Colin Dardis Performs “A Whisper From Inside The Box”
A Whisper From Inside the Box
This room is too irregular. I count ten sides, what could be termed as a side, with slanted ceiling and beams that will attack your head if you have dared to grown to over five feet tall. I need my simple six sides, the cell uniformity, the block structure that easily slots into any nook of our life. How can a person think clearly with ten sides to reverberate their thoughts off?
If I open the window, does that recreate an eleventh side, the newly created angle of glass against brick? Or does it create infinite sides, a little portal to the outside where air and light and all danger lie in staggering doses? Sometimes it’s good to get the air in, to feel a little god of a breeze across your desk and believe that some kind of peace is achievable. To have a loose sheet of paper be shifted a few inches before you can react quick enough, an invisible jester teasing at your order. If any human was to do that, then instant kill. But nature is a forgiveable beast, it has earnt an allowance from my limited leniency.

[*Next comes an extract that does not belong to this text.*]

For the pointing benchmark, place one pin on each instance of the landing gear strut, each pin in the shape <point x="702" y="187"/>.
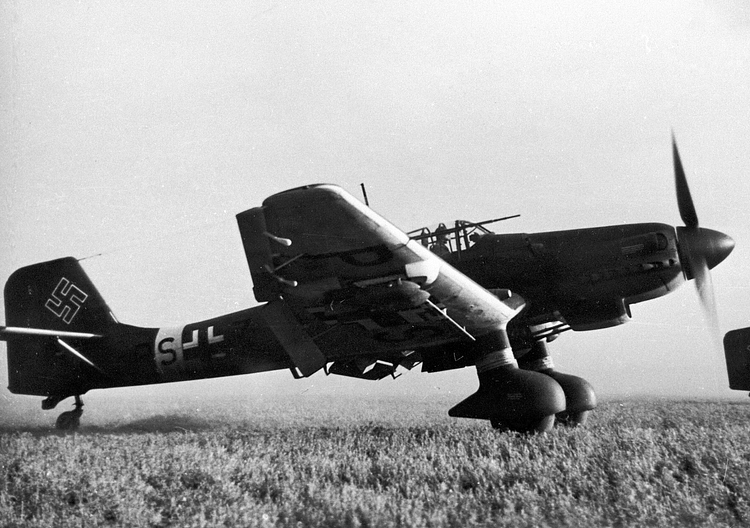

If only there was no sound outside, if only you could switch on and off the things you wanted to hear, the world as your own personal playlist. Mute the children, mute the infant brays, mute the boom boom music. Let’s amplify a flower and hear what noise it makes as it releases its seed. I want to hear the strain of bark as a tree grows, the disturbance of a patch of river from a freshwater fish. Let me put my ear to the ground and hear the leaves fall, imagining their touch as a beater on a kettle drum. The forest is an orchestra that is impossible to conduct, and I want to hook up with its cacophony.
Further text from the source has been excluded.